A "summer romance" fits well here. Without commitment, partners fear potential rejection. This is likely to lead to jealousy – a response to any perceived threat to a relationship. However, jealousy is usually caused by the insecurity and low self-esteem of the jealous partner.

Fatuous love – only passion and commitment – is usually a whirlwind love. The couple fall "in love at first sight," quickly marrying. It goes so fast, they hardly know what happened. According to Sternberg, "It is fatuous in the sense that commitment is made on the basis of passion without the stable element of intimate involvement —— which takes time to develop." Without intimacy, when passion fades, commitment is not enough to maintain the relationship.

Companionate love – intimacy and commitment without passion – seems closest to the common picture of "brotherly love." Usually this type of love develops over a longer span of time. You need to get to know each other. This can be the strong bond of a committed friendship.

Consummate love may be ideal,
but as long as your triangles match,
you can maintain a gratifying relationship.

Consummate love – the combination of all three elements – seems to be what most of us dream about in our love relationships.
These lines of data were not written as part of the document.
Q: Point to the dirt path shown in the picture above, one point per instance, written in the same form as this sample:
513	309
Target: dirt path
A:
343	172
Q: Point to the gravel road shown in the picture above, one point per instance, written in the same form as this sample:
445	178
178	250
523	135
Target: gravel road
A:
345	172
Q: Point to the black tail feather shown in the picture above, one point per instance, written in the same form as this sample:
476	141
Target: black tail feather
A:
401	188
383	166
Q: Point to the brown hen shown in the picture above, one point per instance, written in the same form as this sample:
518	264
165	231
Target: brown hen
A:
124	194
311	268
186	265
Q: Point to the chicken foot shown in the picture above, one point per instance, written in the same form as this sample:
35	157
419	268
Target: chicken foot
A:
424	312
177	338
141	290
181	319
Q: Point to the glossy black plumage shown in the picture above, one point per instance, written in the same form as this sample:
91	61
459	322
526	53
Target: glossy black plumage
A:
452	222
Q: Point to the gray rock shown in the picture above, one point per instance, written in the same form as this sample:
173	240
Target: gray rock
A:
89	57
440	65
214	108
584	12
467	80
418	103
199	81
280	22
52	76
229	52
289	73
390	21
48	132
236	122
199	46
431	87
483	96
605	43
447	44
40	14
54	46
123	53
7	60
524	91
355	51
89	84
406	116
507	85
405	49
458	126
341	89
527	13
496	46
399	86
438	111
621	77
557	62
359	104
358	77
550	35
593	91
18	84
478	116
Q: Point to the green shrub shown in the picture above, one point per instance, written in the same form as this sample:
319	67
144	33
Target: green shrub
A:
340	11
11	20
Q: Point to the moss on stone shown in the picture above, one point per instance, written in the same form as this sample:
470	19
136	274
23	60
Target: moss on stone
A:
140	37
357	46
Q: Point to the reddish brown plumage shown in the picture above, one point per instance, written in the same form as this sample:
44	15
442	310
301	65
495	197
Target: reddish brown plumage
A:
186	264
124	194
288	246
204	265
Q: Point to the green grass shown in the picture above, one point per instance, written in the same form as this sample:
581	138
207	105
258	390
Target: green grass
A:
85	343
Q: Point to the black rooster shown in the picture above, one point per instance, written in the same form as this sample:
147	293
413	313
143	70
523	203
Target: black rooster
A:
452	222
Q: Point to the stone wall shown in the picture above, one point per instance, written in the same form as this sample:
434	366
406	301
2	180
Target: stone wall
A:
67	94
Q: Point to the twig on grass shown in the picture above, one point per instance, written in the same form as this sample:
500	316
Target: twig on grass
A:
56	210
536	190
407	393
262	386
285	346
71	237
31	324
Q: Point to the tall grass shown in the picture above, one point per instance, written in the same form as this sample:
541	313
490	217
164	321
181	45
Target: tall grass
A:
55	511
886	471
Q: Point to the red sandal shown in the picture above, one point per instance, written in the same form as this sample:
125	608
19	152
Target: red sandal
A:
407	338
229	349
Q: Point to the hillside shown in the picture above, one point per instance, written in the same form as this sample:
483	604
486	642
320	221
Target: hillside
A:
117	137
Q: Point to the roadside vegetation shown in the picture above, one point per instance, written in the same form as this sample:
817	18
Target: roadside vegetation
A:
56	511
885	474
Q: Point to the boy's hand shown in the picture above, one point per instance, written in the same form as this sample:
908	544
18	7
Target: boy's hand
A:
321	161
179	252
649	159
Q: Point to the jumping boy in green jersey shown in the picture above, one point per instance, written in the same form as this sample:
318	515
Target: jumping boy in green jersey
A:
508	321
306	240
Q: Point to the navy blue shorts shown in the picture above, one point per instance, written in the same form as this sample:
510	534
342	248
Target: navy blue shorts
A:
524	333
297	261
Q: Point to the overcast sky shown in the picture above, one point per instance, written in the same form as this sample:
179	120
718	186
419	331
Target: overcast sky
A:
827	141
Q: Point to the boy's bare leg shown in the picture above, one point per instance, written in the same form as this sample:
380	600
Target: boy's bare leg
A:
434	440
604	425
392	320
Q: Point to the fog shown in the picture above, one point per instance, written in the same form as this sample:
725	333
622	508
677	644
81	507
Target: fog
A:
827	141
Few of us achieve it. If we do, it takes much effort to sustain it over time. For example, as couples grow older, passionate aspects may fade, leaving them with companionate love. The "roaring flames" of passion decline, leaving the comfortable warmth of "glowing embers." As time passes, our relationships change. Sternberg believes relationships can be successful, if the triangles of partners match well. In this holiday season, I hope your triangles match those of people you "love."

* Adapted from Bryan Strong, Christine DeVault and Barbara Werner Sayad’s Human Sexuality: Diversity in Contemporary America, Mayfield Publishing, 1999, pages 209-213.